Puis il y a eu janvier. Il y a eu cette soirée, cette veille de départ. Ce baiser. La découverte, et la déroute. Parce que les illères sont tombées pour laisser apparaître l'homme séduisant, l'homme séducteur dans sa maladresse. Et non plus seulement l'ami. De ce baiser, j'en ai eu envie, moi aussi. On s'est touchés. On s'est découverts. D'une autre manière. Puis on a dû fermer cette parenthèse parce que. Parce que plein de choses. Et je suis partie, pour quarante jours. Quarante jours qui se sont finalement écourtés. Auraient-ils, même à leur terme, été suffisants ? Je n'en suis, en vérité, pas tout à fait sûre. On avait instillé le désir parsemé d'une dose de frustration. Preuve en est qu'il ne nous a pas fallu plus de deux jours pour que nos bonnes volontés s'effritent. Alors, oui. J'ouvre sans doute les yeux un peu tard, mais oui, j'en ai pincé pour toi.
Pour autant, il n'y avait ni promesses, ni attentes. C'était clair. Tu me causais de Sadella et moi de mes foirades. On se câlinait et c'était léger. Ça me convenait. On cherchait à apprivoiser une autre forme de notre amitié.
La suite, je ne l'aurais pas prédit. L'évidence m'est tombée dessus, oui. Maïwen est entré dans ma vie et il a tout chamboulé. Nous, on n'a pas eu l'occasion de poser un joli point à ce qu'on s'offrait l'un à l'autre. J'ai pensé que nous, ça n'était pas de l'ordre de ces choses qui en nécessitent un. De joli point. Que ce qu'on s'offrait, c'était une pause dans le quotidien, une bulle à notre amitié qui fait du bien ; une présence, une tendresse.

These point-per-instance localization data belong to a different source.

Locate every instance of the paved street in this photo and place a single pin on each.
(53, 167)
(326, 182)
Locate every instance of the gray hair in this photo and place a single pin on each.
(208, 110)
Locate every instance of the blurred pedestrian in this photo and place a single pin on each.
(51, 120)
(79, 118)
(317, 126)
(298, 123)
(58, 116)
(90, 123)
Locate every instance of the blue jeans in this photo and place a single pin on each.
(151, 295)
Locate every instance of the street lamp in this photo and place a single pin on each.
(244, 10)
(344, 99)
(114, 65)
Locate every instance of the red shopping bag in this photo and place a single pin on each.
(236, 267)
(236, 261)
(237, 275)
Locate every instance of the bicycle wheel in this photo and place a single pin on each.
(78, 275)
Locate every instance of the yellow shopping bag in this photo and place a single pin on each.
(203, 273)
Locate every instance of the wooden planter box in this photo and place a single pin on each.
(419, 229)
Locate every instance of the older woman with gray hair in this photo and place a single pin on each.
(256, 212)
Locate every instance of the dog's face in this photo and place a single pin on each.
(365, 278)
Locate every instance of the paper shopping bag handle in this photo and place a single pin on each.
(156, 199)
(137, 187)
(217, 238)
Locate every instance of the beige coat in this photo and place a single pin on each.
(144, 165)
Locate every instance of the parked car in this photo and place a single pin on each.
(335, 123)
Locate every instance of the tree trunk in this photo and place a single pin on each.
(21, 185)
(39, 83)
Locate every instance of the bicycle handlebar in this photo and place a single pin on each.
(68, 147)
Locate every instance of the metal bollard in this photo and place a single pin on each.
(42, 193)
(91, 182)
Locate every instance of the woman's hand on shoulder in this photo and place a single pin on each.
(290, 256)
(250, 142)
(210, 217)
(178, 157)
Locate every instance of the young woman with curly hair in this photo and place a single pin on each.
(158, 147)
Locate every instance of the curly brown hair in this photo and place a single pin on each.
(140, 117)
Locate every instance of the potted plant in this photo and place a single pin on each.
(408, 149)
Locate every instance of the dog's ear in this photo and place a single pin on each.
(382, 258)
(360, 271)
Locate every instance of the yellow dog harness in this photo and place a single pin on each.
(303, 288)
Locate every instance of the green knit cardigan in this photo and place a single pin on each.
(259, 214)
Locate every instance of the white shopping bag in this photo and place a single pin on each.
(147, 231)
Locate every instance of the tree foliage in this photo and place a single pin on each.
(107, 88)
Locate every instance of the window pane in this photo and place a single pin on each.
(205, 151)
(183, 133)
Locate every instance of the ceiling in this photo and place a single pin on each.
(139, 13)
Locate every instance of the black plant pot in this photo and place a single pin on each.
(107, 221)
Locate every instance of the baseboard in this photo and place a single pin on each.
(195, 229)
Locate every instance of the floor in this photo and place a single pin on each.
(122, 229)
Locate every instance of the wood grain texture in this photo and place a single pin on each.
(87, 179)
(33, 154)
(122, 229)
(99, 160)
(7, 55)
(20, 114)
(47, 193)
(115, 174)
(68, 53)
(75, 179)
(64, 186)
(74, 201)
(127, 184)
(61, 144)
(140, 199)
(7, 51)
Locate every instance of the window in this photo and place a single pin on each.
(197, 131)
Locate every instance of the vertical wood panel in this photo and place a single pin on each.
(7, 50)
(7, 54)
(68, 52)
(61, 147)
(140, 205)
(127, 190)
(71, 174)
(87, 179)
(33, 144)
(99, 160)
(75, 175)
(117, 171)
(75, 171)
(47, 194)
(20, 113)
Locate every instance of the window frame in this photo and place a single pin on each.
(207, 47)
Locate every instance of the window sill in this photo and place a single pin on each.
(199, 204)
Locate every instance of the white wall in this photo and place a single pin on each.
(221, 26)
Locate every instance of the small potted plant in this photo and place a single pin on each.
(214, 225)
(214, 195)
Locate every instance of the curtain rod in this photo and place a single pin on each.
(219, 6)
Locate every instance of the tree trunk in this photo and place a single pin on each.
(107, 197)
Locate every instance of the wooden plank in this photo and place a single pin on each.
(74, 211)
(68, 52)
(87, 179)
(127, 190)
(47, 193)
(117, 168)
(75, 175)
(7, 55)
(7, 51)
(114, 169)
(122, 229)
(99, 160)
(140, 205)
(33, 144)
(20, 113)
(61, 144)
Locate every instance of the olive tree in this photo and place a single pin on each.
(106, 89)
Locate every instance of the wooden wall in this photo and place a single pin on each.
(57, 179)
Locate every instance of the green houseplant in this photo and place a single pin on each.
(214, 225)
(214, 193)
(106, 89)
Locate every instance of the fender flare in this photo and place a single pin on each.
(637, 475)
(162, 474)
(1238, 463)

J'ai pensé qu'il fallait seulement fermer la parenthèse, et que nous allions juste reprendre le cours de nos vies et que ça ne changerait rien, entre nous. Que toi, tu partirais avec Sadella, ça me semblait évident. Que moi, je redécouvrirais - c'est le cas - ce sentiment que j'ai voulu écrabouiller comme l'on écrase une araignée. Je suis tombée amoureuse, et ça a changé beaucoup de choses, chez moi. Parce que aimer comme ça, je ne connaissais pas, et que ça éclate tous les principes que je pensais admis. J'ai eu envie d'être l'amante d'une seule couche et la femme d'un seul homme, mais ça a demandé quelques ajustements. Parce que je ne savais plus vraiment le faire correctement. C'est là que j'ai été nulle. Et c'est aujourd'hui que je me sens idiote. J'ai continué à te taquiner, parce que ça me venait naturellement. Parce que le désir, on ne le dompte pas tout-à-fait, et on ne l'étouffe pas avec un mouchoir. Encore aujourd'hui, derrière quelques garde-fous, il subsiste. Encore aujourd'hui, je recherche ta présence. Égoïstement, oui. Sans ambiguïté, pourtant. Pour moi.

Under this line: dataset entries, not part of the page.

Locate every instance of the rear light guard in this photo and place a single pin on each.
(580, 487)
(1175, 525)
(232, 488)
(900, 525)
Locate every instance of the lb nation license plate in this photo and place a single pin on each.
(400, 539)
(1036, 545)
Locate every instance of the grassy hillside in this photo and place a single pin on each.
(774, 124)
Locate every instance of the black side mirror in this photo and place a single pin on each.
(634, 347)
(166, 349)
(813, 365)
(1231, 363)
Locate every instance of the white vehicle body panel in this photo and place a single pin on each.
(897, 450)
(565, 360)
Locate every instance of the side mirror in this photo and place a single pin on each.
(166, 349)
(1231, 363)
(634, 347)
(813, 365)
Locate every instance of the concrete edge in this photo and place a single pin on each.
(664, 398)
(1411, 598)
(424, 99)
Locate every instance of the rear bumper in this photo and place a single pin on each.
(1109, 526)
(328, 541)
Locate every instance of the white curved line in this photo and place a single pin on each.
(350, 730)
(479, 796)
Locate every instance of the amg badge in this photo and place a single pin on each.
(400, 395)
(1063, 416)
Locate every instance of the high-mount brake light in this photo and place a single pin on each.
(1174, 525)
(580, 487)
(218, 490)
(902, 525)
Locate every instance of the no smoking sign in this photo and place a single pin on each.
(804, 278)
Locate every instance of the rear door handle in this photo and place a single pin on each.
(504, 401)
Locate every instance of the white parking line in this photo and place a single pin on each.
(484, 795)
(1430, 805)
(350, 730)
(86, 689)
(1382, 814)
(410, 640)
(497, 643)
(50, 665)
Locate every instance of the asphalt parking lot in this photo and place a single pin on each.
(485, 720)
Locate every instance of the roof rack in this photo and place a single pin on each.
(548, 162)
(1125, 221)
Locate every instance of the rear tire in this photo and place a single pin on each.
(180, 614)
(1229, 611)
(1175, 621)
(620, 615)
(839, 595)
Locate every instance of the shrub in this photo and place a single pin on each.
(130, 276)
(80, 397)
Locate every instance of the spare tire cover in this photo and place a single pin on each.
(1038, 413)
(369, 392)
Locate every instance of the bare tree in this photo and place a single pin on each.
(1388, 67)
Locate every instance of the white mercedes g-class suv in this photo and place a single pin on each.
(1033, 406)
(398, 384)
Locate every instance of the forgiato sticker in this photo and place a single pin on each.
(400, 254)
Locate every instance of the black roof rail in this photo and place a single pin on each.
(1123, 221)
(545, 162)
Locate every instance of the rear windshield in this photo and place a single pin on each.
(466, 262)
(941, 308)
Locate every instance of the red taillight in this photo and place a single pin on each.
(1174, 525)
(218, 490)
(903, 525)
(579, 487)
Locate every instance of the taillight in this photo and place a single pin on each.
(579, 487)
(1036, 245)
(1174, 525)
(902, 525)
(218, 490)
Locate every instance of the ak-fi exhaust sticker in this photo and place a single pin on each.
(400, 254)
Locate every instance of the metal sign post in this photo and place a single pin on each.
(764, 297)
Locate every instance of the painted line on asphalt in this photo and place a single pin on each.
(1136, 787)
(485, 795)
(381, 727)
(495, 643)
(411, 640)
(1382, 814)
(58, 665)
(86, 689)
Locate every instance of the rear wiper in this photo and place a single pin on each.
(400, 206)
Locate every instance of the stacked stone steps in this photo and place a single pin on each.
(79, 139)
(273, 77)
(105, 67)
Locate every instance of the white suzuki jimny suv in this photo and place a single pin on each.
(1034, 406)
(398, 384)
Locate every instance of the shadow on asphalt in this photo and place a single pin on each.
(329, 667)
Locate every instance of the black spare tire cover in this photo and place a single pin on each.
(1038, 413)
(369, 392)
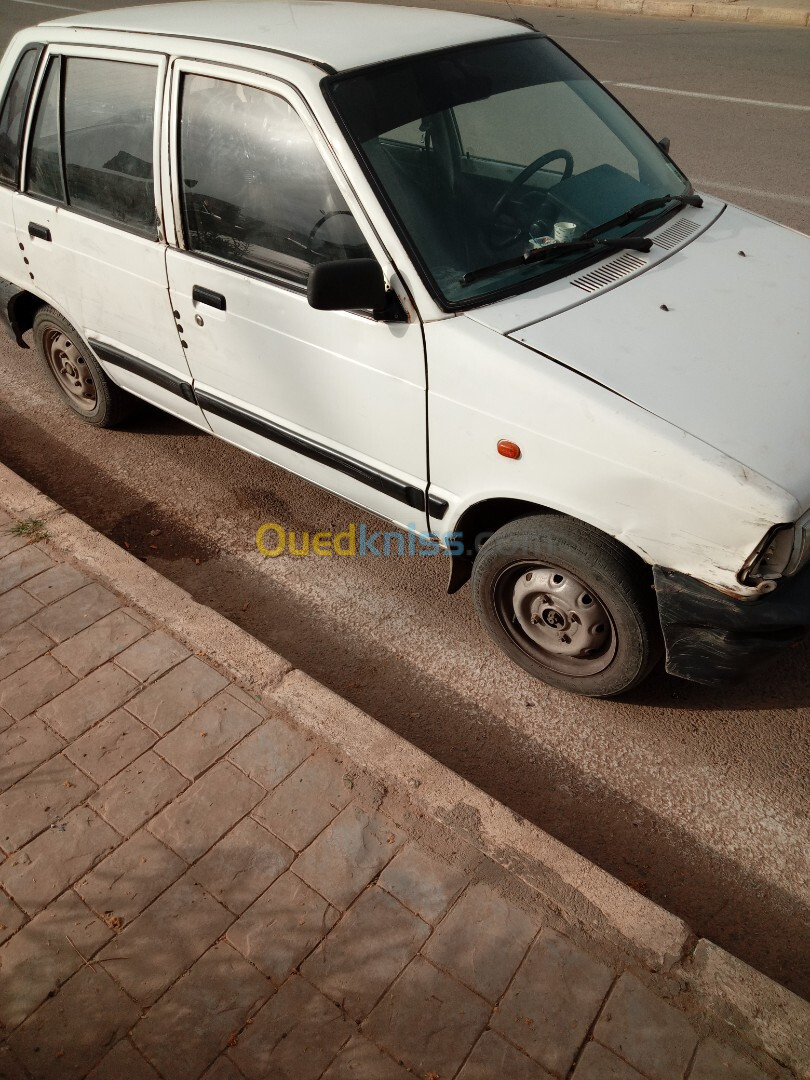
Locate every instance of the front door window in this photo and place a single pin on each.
(255, 190)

Aujourd'hui, j'aimerais seulement déplacer quelques pierres pour que notre amitié retrouve son équilibre d'avant. Pas les virer, non, parce que je ne regrette rien d'autre que le visage qu'a pris notre amitié, juste les déplacer. Et même si tu me manques, même si je n'en ai pas envie, je vais respecter la promesse que je t'ai faite, avant de partir. Je vais te laisser prendre le temps et le recul que tu voudras pour écrire le premier chapitre d'un nouveau livre. Je vais écrire le mien, au gré des vents, et j'aimerais que les protagonistes de cette chouette histoire que nous sommes se retrouvent, dans un prochain chapitre, et pour tous les autres à venir. Parce que t'es ma plus belle patate, Jhoannes. Et que ça, c'est sacré. Et parce que je t'aime et que je tiens à toi.